I want to first and foremost say thank you for the abundance of love and support we have felt from so many. We really feel blessed to have made so many great friends over the years and to have so much family who are looking out for us. Even though I haven't utilized this blog in over a year for keeping friends and family up-to-date on the happenings of our family, I felt that this could be a good way to disseminate an update on the commotion that has fallen upon our family in the last month. I know many have reached out to us in the past month and may not know some recent events.
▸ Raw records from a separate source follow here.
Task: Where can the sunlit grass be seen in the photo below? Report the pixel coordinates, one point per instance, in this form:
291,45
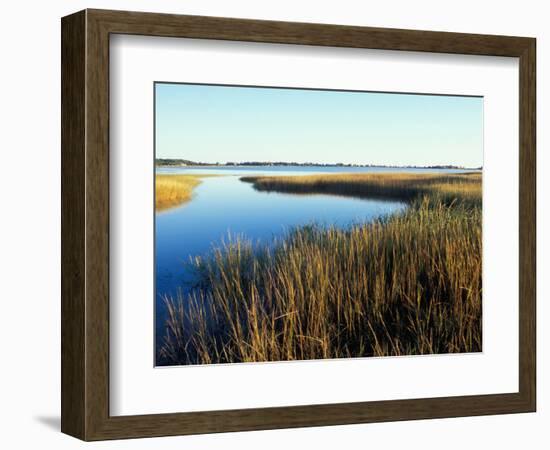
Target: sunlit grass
407,284
172,190
400,186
As many of you know, we found out in March that Chase was tasked to deploy to Afghanistan starting this month. With so many months to prepare we really weighed out our options and felt at peace with the decision to take Chase's sister up on her offer to have me and the girls move in with her family here in Kansas City. The decision to move really became a leap of faith when we found out, a week before our movers were set to arrive, that Chase's deployment was possibly being turned off. As you may be aware, we are trying to pull out of Afghanistan by the end of the year, but as with everything in the military, we have always felt, "We'll believe it when we see it." Well, the wheels really are in motion and deployments are being canceled. You can imagine the panic that I began to feel wondering if we should really pack up and leave. After seeking the Lord through prayer, we still felt encouraged to press forward with the deployment. We packed up our house and put it all into storage, then made the drive from DC to Kansas City, KS at the beginning of September. After helping us settle in, Chase flew back to DC to finish his out processing. Well, the day before he was set to leave for combat training, he received official word that his deployment was canceled (this was three weeks ago now). Usually anyone would be pleased to not deploy, but given the fact that we are in two different locations right now and without a house in DC, we experienced feelings of frustration/confusion when given the news. We had oddly felt that this deployment was an answer to prayers (we had been praying that we could eliminate our law school debt by next year, and with the deployment that would be a possibility), and then felt prompted again to continue moving forward when we found out that the deployment could be canceled. Plus, we had mentally prepared for this deployment and it really had come at a good time--I could go live with family since the girls are young and they won't really be affected by it. Because if he doesn't deploy now, he will deploy eventually, so I say the sooner the better, right?
So what are our plans now? Well the tricky thing is that Chase enters what is called a "bucket" every year and a half that lasts for 6 months. When a JAG is in their bucket they can be tasked to deploy, no questions asked. So Chase's bucket just started yesterday. So we aren't packing up our things here in KC yet because there is still a very real chance he will deploy. In fact he is #1 on the list to take the spot of any deployment slot that becomes available. So we are just continuing to trust in the Lord as we really take steps into the dark. I feel at peace right now with things. I have to laugh at the Lord and His infinite wisdom in the timing of things, because I was asked a few months ago when they knew I was moving here to speak at the Stake RS Women's Conference on "Recognizing the Lord's Hand in Your Life." I found out about Chase's deployment just 2 hours before I was to speak. So I approached the evening asking Heavenly Father to help me receive inspiration for my own situation as I spoke, and I walked away feeling peace. We just need to trust and take things a day at a time and we will gain understanding. For now, I feel I am suppose to be here in Kansas City. Luckily some dear friends of ours have opened their home to Chase so he isn't too lonely out in DC and is still having home cooked meals :). He flew out to see us last weekend and will hopefully come visit again sometime this month.
So our story is "to be continued..." I will definitely try to keep people informed. Thank you again for the kind words and prayers on our behalf. We know the Lord has something in store for our family.